Western Cape is the second most dangerous province for women
This is according to the latest crime statistics for 2018/19 which revealed that 36366 incidents - ranging from rape, sexual offences, attempted murder, assault with grievous bodily harm and common assault - were recorded in the Western Cape in the past financial year.
The province also ranked second to Gauteng for the highest number of crimes committed against women. Sexual assault in the province was up by 2.7%, with Mitchells Plain, Nyanga, Gugulethu, Manenberg and Mfuleni taking the top five spots in the top 30 stations in the country.
Meanwhile, 3474 females were reportedly raped, down 20% from the previous year’s stats.
The Western Cape also came in at number four for kidnappings, with robbery flagged as the highest contributor at 458 reported incidents. The high number of female police officers who have fallen victim to crime was also revealed - standing at 10. All the victims were killed while off-duty. The stats reveal that of the 49 officers killed while off-duty, 16 of the incidents were domestic related.
Dr Sianne Alves, director at the Office for Inclusivity and Change at UCT said it was important for crime statistics to further break down the types of crimes - such as murders, to better understand the situation.
“While we have women and children included in the data, we could be doing more while focusing on murder as one category, we could represent those crimes that affect our most marginalised and vulnerable group. So for example, can we begin to see categories for femicide, hate crimes. As ordinary citizens, we need to start seeing our reality so we can understand what needs to be done to better understand the behaviours that increase crime in South Africa.”
“We need the data to represent who the crimes are affecting the most so that we can collectively activate awareness and prevention techniques, learn from the districts that were presented in the data that have vast scourges of crimes in the areas.

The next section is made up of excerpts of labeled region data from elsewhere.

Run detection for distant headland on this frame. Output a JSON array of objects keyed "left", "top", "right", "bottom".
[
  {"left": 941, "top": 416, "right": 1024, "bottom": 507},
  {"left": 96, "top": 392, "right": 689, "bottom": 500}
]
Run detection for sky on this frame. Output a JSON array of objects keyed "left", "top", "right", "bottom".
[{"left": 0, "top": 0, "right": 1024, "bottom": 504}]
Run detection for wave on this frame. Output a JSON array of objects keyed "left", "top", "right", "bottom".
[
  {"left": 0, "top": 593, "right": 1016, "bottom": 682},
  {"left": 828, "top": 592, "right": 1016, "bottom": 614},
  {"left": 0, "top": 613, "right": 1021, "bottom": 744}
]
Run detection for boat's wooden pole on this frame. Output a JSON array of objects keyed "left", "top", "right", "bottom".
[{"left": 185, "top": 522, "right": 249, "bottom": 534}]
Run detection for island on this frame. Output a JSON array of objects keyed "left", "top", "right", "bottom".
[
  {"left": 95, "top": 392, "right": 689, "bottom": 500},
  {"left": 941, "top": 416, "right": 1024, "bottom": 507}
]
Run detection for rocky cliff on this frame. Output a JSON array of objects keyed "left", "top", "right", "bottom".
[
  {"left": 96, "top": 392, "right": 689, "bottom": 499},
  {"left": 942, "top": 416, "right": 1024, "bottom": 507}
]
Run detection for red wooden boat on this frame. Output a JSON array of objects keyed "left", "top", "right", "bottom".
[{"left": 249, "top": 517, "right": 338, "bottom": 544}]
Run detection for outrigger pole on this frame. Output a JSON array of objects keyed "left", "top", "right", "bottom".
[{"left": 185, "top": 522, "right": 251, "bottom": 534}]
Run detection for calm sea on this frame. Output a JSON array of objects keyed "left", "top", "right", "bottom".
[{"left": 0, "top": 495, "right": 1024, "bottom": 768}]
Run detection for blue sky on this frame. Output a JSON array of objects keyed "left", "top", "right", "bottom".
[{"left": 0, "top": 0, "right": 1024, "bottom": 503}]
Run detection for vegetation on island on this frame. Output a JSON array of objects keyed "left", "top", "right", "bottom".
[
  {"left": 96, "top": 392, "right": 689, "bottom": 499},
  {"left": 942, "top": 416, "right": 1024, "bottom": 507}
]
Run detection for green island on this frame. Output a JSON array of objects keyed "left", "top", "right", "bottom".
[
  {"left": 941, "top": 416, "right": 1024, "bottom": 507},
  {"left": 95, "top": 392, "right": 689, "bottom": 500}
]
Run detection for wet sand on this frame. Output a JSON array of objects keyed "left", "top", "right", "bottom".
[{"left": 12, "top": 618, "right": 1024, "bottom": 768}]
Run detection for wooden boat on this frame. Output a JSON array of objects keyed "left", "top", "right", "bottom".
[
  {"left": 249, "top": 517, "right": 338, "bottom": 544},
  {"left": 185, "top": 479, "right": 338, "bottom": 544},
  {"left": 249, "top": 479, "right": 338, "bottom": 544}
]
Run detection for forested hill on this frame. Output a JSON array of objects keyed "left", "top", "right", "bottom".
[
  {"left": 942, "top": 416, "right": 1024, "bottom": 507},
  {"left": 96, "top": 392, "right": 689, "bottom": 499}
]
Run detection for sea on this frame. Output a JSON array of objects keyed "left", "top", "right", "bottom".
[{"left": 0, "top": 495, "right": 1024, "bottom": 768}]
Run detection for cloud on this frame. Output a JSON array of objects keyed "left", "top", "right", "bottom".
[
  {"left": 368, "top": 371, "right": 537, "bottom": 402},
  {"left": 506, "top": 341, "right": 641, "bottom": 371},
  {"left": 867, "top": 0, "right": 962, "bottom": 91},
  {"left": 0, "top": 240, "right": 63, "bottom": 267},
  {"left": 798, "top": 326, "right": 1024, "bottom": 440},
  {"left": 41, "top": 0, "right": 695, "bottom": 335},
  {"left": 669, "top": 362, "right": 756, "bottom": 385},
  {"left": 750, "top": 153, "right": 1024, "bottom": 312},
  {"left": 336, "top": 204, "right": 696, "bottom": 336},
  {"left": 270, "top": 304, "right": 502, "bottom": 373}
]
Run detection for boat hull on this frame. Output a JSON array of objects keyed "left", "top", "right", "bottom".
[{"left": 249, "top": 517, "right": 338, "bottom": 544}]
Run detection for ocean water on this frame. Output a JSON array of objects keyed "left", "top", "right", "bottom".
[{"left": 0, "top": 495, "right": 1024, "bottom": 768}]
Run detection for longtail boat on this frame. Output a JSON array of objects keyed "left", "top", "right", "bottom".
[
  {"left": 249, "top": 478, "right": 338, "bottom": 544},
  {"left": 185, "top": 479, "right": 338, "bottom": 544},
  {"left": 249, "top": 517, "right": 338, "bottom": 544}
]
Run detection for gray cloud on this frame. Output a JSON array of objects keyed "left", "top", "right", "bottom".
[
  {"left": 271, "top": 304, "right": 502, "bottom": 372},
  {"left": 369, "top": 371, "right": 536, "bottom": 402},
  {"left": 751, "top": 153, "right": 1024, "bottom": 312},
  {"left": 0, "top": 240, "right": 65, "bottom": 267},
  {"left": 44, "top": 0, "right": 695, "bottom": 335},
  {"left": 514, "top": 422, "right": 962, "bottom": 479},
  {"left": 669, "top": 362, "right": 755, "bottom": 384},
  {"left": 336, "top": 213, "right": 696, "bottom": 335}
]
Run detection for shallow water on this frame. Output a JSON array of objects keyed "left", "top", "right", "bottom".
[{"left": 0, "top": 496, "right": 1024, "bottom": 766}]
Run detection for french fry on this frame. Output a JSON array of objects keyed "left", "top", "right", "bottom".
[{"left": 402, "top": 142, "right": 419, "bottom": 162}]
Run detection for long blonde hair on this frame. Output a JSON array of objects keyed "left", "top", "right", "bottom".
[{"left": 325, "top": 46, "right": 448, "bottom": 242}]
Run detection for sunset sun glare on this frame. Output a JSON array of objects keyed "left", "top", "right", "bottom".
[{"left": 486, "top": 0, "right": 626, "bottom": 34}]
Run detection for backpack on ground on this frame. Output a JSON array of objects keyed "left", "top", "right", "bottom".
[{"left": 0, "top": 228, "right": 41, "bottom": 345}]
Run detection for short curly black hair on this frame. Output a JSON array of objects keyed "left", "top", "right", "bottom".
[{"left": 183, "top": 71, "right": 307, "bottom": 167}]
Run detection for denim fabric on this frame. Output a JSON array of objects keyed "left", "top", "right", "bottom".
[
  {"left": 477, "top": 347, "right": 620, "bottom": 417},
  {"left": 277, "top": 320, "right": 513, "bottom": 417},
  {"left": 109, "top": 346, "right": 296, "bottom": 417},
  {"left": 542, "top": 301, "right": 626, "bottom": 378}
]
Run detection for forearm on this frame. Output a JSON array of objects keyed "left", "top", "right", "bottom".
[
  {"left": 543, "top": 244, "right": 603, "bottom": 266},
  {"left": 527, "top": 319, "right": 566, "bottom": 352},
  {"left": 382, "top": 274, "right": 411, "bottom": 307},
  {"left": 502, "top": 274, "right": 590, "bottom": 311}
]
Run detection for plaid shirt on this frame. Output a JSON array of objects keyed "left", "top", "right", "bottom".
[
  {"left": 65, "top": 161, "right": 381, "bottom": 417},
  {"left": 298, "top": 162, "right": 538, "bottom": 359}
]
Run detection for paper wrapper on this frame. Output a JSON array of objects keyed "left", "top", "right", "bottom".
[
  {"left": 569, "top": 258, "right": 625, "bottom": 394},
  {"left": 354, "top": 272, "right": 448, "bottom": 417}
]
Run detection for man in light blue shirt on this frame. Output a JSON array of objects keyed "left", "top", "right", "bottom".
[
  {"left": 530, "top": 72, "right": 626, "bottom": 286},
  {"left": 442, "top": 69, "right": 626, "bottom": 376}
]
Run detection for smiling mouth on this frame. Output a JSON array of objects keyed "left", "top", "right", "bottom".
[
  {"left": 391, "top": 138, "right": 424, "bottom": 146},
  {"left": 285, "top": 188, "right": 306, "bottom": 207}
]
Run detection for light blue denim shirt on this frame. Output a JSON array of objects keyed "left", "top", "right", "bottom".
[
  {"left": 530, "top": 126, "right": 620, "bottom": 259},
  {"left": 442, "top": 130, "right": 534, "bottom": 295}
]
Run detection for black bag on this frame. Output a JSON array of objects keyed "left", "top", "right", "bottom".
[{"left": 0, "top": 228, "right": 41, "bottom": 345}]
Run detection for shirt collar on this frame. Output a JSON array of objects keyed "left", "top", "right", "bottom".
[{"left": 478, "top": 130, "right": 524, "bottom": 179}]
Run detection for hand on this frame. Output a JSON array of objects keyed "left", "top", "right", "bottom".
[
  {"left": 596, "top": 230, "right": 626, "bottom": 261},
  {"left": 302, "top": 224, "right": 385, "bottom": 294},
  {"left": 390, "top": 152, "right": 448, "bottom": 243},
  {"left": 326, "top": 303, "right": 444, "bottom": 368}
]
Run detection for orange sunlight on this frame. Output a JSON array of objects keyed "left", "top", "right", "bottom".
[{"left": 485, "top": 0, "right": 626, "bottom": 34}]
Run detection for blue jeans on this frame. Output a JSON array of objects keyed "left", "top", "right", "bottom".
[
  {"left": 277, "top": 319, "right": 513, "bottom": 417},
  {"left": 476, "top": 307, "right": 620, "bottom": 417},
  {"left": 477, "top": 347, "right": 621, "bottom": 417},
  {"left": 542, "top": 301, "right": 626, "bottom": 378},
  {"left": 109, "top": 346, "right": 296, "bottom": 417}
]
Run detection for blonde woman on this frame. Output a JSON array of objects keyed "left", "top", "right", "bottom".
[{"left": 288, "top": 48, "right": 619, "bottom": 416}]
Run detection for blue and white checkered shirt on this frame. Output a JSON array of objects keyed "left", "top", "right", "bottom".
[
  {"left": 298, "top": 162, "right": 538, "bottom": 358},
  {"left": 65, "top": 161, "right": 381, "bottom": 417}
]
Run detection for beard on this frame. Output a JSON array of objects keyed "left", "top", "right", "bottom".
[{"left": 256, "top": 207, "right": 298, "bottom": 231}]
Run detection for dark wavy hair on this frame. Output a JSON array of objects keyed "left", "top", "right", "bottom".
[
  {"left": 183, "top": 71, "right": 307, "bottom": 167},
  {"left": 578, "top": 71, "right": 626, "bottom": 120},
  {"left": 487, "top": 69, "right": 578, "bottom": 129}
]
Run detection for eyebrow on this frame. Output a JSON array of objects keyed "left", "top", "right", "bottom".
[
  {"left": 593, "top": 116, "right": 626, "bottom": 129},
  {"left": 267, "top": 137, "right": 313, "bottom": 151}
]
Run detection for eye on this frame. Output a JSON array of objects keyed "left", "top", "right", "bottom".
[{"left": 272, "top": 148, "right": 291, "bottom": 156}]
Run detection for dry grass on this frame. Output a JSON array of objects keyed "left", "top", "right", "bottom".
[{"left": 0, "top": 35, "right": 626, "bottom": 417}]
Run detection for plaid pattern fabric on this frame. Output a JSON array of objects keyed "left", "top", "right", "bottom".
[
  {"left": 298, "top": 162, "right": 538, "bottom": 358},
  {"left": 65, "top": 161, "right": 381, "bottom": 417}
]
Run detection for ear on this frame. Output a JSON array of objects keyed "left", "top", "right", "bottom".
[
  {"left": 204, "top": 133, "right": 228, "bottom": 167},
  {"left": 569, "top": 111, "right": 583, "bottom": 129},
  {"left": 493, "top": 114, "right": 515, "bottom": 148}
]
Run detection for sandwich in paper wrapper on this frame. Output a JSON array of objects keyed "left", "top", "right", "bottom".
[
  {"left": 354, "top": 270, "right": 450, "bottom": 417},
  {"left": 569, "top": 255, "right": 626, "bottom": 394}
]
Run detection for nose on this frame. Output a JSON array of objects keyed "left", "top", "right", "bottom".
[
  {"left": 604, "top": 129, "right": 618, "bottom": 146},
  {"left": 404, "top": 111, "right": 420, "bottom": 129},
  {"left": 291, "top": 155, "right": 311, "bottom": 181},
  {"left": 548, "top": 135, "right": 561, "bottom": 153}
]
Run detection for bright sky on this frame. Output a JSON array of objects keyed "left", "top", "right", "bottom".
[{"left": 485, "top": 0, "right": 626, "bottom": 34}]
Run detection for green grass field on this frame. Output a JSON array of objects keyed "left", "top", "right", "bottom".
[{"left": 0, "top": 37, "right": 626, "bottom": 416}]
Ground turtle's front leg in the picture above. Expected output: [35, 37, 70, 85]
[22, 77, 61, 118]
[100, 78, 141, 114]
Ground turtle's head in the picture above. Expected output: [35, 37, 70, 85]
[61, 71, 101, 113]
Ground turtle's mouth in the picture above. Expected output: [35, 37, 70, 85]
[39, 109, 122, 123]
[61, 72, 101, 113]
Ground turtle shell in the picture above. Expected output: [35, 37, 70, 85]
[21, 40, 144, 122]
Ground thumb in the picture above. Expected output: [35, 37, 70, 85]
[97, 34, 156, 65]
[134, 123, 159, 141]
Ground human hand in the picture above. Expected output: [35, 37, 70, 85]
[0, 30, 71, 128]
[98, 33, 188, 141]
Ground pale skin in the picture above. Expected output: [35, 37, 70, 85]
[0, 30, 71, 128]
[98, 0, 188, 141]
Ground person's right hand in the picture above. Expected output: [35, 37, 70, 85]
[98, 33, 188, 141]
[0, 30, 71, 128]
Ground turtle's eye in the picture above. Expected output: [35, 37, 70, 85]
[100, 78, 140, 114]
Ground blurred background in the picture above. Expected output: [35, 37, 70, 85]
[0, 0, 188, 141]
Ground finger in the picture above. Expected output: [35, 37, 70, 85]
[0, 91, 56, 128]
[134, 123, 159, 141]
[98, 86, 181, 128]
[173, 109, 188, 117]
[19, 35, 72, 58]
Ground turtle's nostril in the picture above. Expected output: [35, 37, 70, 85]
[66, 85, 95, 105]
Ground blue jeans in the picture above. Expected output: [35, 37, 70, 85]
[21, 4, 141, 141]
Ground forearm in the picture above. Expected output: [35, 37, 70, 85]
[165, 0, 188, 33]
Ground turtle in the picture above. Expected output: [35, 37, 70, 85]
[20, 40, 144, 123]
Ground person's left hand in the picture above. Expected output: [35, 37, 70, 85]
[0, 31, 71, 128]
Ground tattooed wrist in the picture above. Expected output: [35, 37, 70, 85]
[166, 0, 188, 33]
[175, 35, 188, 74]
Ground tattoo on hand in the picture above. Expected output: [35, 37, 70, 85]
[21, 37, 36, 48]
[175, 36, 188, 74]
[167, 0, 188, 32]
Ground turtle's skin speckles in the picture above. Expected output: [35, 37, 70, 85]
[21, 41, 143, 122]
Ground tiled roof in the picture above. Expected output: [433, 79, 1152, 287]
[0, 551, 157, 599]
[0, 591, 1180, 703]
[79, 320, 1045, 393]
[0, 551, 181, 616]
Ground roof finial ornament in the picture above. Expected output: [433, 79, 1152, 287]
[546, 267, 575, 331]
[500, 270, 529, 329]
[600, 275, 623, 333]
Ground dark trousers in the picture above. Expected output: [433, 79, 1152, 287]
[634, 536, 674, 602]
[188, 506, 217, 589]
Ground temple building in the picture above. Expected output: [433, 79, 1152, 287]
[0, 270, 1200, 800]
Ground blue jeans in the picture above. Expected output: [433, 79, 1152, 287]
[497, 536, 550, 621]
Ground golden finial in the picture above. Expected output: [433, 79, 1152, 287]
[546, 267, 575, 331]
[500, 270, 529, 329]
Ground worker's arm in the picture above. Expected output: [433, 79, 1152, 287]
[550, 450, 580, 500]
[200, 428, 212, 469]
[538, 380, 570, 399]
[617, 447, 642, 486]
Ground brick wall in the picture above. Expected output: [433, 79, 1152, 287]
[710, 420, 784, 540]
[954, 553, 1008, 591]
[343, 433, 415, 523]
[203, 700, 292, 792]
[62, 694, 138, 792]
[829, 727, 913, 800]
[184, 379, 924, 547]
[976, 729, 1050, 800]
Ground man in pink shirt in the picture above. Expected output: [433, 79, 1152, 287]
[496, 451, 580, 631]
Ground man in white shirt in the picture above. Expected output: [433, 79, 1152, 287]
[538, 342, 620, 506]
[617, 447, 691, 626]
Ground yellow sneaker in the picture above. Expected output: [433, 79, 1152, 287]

“Crime stats are informing us that (crimes) are occurring in our homes and communities, particularly over the weekend, but are not only affecting the general citizens but our police officers and their homes. How can we activate the community and civil society, together with the police to design and implement a multisectoral approach that is focused at the behaviours around crimes, their location and times.”
However, SAPS statistician Major-General Norman Sekhukhune said without collective understanding of concepts such as femicide and xenophobia, it was difficult to track and measure them so that they could be reported.
Andrew Faull with the Institute for Security Studies said the approach needed for dealing with gender-based violence (GBV) was twofold and required support by both the state and the community.
“If I hear my neighbour being beaten again this weekend, I should call the state to intervene through police and they should respond swiftly and enforce the Domestic Violence Act and follow up to check that household hasn’t experienced further violence, and that kind of action isn’t happening,” he said.
“So if we can nip domestic violence in the bud through the state and looking out for one another, then we will start to see a shift in GBV, and of course, we need to address our violence-accepting norms which would require primary violence prevention interventions such as anti-bullying in schools, positive parenting interventions. Those interventions won’t work unless they know police won’t follow up.”